Publié le par travaildudimanche.over-blog.com

Temps perdu.


lorsque les salariées de ED se sont mises en grève, je ne me suis pas senti concerné, je ne travaillais pas dans cette enseigne ;

Lorsque la CFTC les a soutenues, je n'ai pas bougé, je ne suis pas à la CFTC ;

Lorsque la CGT a pris le relais, je n'ai pas bougé davantage, je ne suis pas syndiqué ;

Lorsque de nombreuses personnes se sont rassemblées chaque dimanche, je n'ai pas bougé, je n'aime pas la foule ;

Lorsque les manifestants se sont énervés, bloquant les parkings, je n'ai pas bougé, j'ai peur de la violence ;

Lorsque le maire et l'évêque se sont mêlés de l'affaire, j'ai pensé qu'ils n'avaient pas besoin de moi ;

Lorsque le collectif a entrepris des démarches pour que ED et Intermarché n'ouvrent pas le dimanche, je ne me suis pas senti concerné, je ne fais pas mes courses dans les grandes surfaces ;

Lorsqu’après un an de résistance, j'ai vu 365 ballons s'envoler dans le ciel, j'ai bien eu un petit pincement au coeur de ne pas profiter de la fête, mais je n'ai pas bougé ;  

Mais lorsque les copains ont voulu m'entraîner avec eux, j'ai refusé, le dimanche est le seul jour où je peux faire la grasse matinée ;

Et puis, j'étais bien content, quand j'étais jeune, de me faire quelques sous supplémentaires en travaillant le dimanche !
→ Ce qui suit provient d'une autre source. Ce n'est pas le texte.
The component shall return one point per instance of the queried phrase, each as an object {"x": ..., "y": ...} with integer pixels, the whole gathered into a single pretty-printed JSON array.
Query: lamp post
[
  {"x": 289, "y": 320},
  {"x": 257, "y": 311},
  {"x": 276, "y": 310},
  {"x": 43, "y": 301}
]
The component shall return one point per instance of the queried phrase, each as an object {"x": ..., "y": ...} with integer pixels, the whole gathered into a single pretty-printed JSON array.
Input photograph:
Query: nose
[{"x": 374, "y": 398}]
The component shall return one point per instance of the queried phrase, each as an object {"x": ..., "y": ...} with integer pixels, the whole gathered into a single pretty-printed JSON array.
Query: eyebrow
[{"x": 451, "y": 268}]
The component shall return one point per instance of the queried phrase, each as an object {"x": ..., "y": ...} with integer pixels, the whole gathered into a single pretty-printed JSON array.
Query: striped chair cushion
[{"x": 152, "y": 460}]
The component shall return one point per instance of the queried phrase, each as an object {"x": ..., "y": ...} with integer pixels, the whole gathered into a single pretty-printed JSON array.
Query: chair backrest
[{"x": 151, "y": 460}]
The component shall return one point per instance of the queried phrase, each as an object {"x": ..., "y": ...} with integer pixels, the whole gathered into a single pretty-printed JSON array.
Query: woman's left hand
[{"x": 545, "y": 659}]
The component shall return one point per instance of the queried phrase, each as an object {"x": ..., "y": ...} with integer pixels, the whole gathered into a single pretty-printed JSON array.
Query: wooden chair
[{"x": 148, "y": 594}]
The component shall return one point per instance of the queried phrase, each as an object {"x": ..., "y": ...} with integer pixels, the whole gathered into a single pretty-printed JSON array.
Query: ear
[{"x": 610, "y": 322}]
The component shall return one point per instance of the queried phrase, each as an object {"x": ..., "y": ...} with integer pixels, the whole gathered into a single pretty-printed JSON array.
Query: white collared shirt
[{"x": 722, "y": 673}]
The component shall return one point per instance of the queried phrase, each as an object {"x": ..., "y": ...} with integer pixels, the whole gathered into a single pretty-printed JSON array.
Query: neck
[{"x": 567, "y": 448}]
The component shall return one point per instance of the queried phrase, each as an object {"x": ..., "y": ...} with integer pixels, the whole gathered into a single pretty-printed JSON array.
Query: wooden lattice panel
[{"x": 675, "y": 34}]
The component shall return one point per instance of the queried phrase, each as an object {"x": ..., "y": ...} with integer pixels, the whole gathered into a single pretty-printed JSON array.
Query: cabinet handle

Et puis... ça va si vite, il y a le boulot, les soucis de tous les jours. Les autres aussi baissent les bras pour être un peu tranquilles !

Lorsque mon patron m'a imposé de travailler la nuit, contre mon gré, je n'ai trouvé personne pour me soutenir.

Les militants, vieux pour la plupart, étaient fatigués, désabusés.

Les syndicats n'existaient plus, broyés par l'étau impitoyable d'une politique insensée et d'une puissance financière débridée.

Pour ne pas en arriver là, soyons très nombreux à nous indigner et à résister pendant qu'il est encore temps.